Indicator writing the gap-high on the chart

 

Hi,

I want to program an indicator thats writes the gap-high every day on the chart.

But it only works on D1 any there is the statement missing, that the result should only be shown on the first candle of the day.

Another point is that the result is in spite of "NormalizeDouble" shown with f.g. 3.000000000

Here is my code:

//+------------------------------------------------------------------+
int start()
  {
   int    i,counted_bars=IndicatorCounted();
//----

 double schlusskurs, eroeffnungskurs,gap;
   int limit=Bars-counted_bars;
   if(counted_bars>0) limit++;

   for(i=0; i<limit; i++)
   {
   int iTF1 = iBarShift(NULL,PERIOD_D1, Time[i]); 
   schlusskurs = iClose(NULL,PERIOD_D1,iTF1+1);
   eroeffnungskurs = iOpen(NULL,PERIOD_D1,iTF1);
   gap = eroeffnungskurs-schlusskurs; 
   gap = NormalizeDouble(gap,1);     
      ObjectCreate("gap-groesse"+Time[i], OBJ_TEXT, 0, Time[iTF1], iOpen(NULL,PERIOD_D1,iTF1));
      ObjectSetText("gap-groesse"+Time[i], "Gap="+gap, 12, "Arial", Yellow);  //  
 }  
 
//----
   return(0);
  }
 
sunshineh:

Another point is that the result is in spite of "NormalizeDouble" shown with f.g. 3.000000000

NormalizeDouble cannot limit the precision with which a double is internally stored or printed. It just rounds the value as required. Use DoubleToStr(gap,1) when you set the text inside the ObjectCreate function.
 
sunshineh:

Hi,

I want to program an indicator thats writes the gap-high every day on the chart.

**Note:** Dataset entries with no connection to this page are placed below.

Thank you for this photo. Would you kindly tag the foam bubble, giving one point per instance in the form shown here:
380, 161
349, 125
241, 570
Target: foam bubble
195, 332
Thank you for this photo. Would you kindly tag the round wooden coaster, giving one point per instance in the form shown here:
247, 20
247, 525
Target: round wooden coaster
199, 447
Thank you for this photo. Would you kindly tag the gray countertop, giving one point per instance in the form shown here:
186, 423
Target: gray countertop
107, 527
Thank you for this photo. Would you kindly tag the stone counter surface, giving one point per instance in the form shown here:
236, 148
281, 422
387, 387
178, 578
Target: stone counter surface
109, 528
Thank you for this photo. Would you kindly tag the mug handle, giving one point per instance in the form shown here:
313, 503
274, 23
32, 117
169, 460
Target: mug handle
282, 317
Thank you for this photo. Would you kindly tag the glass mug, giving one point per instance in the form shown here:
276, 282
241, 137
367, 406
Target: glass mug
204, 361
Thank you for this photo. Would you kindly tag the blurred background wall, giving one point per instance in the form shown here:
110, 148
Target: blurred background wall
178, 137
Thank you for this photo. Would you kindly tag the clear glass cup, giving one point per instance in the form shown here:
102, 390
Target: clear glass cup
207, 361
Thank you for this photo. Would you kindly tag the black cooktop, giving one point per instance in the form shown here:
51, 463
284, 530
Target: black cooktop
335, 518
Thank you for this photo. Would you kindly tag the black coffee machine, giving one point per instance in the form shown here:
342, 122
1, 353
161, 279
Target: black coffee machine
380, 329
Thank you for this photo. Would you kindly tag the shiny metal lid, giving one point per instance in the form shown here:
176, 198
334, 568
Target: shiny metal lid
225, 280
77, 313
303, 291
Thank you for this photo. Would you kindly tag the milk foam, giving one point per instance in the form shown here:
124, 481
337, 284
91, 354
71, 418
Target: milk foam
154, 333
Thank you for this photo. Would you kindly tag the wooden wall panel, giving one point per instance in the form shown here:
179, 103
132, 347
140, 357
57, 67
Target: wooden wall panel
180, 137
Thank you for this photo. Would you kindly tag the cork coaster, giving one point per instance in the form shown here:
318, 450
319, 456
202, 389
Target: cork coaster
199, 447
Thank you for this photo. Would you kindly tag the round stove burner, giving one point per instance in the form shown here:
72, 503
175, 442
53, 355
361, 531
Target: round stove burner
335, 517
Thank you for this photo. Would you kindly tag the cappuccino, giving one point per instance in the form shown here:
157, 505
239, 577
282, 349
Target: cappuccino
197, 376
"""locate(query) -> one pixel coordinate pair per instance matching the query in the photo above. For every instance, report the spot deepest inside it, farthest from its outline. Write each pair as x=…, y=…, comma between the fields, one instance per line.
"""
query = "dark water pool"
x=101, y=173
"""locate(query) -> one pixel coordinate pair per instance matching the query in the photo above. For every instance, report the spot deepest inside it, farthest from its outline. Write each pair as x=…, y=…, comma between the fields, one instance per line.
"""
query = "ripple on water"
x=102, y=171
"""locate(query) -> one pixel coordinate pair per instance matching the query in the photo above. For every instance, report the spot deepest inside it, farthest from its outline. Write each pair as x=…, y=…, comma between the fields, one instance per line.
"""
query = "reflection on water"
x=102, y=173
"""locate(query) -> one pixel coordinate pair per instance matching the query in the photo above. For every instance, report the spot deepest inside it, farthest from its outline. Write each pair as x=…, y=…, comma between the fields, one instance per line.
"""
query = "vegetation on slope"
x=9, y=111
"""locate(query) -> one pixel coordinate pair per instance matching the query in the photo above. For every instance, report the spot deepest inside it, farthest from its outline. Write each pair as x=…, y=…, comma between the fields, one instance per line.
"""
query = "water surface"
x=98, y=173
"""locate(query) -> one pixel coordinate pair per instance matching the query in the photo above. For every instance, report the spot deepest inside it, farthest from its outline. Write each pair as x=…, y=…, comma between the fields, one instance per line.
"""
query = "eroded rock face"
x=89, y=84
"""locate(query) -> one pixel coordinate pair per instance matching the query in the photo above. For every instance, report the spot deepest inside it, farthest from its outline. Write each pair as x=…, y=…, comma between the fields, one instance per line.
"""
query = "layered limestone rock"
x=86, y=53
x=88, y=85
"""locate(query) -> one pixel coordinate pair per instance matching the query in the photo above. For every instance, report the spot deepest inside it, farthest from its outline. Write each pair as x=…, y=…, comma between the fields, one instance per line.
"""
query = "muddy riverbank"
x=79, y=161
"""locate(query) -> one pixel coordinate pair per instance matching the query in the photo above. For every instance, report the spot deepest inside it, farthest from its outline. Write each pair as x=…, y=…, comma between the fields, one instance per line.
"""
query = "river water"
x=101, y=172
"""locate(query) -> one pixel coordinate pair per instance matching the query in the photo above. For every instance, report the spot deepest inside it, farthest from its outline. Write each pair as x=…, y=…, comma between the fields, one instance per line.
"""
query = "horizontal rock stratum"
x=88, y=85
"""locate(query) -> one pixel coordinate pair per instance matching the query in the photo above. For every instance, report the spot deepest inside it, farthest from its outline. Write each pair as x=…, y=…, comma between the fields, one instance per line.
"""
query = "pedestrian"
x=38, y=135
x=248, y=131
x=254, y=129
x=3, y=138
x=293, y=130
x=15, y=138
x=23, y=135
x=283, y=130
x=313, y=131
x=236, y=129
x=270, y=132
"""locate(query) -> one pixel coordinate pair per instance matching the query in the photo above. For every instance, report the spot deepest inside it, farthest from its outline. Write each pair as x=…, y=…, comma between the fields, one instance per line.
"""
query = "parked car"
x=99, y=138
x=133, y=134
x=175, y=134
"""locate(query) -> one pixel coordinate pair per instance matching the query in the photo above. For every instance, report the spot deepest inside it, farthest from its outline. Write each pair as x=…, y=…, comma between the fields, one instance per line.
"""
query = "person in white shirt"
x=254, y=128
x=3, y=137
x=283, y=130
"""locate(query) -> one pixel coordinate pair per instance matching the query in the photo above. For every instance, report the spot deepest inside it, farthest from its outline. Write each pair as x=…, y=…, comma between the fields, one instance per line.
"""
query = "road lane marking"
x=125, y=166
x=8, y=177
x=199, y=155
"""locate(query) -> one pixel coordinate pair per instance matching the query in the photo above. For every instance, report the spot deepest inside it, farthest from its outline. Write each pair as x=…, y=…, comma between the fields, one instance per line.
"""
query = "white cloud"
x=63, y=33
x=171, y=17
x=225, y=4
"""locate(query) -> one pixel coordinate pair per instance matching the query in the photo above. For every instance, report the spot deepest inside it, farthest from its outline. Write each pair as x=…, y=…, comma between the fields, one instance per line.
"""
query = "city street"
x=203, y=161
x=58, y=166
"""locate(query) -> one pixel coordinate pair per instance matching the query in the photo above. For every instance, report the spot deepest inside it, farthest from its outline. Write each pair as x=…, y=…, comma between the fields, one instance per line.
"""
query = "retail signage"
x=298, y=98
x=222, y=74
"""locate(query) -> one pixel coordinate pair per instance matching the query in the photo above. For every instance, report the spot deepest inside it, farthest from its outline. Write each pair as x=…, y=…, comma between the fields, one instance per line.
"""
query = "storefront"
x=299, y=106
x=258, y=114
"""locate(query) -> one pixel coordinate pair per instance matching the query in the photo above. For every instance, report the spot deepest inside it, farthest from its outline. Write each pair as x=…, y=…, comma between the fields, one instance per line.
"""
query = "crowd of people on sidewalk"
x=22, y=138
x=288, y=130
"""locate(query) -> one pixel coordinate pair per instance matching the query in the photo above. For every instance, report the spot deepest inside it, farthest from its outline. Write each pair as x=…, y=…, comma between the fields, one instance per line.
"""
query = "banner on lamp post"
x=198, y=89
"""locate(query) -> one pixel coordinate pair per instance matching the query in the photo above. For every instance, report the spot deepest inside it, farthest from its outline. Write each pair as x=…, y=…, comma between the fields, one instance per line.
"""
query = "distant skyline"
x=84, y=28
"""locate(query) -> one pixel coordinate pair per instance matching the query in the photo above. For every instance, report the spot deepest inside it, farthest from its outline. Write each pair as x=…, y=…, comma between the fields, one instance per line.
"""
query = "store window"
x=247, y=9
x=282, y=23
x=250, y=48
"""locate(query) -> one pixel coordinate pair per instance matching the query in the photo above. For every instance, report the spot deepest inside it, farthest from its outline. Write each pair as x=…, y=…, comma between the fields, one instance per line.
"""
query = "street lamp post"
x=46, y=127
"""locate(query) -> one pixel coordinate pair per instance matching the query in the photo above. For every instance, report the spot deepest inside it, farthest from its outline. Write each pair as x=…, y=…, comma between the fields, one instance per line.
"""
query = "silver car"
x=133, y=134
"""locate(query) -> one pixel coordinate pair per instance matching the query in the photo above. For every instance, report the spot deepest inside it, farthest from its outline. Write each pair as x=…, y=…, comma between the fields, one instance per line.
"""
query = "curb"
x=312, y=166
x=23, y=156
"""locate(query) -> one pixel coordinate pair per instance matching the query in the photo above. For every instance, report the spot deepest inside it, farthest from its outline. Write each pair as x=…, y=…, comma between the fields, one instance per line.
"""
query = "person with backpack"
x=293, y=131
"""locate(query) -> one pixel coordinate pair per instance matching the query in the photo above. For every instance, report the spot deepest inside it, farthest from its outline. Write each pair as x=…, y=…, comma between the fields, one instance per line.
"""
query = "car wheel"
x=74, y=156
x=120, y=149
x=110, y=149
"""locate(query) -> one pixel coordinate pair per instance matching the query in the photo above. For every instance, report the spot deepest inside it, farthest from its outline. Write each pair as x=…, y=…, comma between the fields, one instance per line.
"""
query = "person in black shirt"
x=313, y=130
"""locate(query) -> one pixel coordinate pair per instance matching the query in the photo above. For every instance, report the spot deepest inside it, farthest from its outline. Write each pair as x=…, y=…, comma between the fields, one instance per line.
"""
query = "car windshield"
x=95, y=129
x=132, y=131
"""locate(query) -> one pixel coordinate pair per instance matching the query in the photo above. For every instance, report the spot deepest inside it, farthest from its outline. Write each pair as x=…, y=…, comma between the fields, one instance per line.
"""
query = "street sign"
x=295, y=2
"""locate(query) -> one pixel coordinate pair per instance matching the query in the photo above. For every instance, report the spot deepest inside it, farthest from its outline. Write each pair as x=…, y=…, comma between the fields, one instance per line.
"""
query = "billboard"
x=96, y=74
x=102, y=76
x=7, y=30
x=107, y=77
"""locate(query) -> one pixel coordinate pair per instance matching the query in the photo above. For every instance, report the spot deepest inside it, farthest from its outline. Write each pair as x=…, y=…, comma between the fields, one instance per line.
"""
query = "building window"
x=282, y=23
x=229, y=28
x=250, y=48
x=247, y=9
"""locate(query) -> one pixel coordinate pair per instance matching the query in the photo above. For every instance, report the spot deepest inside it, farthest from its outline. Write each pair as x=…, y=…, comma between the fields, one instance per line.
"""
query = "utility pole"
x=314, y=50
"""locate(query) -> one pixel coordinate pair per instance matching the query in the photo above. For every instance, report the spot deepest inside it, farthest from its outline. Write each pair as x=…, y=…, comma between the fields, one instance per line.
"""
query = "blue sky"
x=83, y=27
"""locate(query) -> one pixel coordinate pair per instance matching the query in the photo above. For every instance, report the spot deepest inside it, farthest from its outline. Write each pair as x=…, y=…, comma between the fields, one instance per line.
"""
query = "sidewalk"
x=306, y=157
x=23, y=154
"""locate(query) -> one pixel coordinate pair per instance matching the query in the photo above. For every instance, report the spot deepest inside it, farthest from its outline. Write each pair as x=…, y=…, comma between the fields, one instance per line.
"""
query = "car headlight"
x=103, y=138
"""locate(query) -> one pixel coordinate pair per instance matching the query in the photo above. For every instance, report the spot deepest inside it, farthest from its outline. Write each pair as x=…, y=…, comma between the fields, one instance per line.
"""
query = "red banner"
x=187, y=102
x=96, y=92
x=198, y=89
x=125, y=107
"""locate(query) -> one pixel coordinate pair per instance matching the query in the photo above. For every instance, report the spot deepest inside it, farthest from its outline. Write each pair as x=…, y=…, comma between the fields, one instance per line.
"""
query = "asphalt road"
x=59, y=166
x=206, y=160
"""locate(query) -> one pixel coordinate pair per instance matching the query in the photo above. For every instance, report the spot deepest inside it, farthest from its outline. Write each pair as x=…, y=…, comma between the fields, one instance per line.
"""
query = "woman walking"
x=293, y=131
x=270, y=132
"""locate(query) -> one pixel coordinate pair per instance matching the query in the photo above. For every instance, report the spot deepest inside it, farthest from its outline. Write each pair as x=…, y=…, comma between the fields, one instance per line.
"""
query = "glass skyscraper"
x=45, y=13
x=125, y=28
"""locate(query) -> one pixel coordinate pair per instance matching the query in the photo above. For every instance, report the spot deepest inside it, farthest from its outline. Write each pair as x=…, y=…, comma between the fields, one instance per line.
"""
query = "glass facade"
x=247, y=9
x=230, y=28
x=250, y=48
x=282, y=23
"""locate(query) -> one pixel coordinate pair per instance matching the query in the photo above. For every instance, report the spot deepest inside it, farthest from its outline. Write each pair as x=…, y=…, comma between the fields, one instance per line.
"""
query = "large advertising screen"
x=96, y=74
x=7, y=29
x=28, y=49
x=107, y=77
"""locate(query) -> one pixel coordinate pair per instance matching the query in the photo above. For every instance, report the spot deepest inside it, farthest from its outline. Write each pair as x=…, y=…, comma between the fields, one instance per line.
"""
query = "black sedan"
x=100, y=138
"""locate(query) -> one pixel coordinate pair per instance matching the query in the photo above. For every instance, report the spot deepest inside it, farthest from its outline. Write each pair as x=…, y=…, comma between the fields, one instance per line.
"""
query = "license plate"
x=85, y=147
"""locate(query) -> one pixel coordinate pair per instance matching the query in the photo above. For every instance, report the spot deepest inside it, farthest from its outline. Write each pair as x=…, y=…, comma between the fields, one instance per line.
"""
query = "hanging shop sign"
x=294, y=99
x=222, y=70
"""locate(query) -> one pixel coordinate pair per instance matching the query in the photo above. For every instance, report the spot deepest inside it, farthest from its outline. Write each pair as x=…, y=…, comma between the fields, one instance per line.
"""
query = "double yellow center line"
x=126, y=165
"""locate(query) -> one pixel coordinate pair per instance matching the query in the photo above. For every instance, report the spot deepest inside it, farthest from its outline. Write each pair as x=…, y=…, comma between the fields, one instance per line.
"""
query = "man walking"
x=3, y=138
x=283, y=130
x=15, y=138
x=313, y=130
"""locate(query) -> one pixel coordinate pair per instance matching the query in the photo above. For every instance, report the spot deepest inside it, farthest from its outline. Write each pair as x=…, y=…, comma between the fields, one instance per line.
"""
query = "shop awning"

But it only works on D1 any there is the statement missing, that the result should only be shown on the first candle of the day.

Well there is quite a bit of work to do. The iTFl is getting a shift on the D1 chart. You are then using that in a Time[] array. You are using an index in the wrong array since the Time[] array could be based on say an M15 chart. You need to sit down and think it through to work out what you need to do.

If you are writing this for FOREX then there is unlikely to be a significant gap except on Monday morning.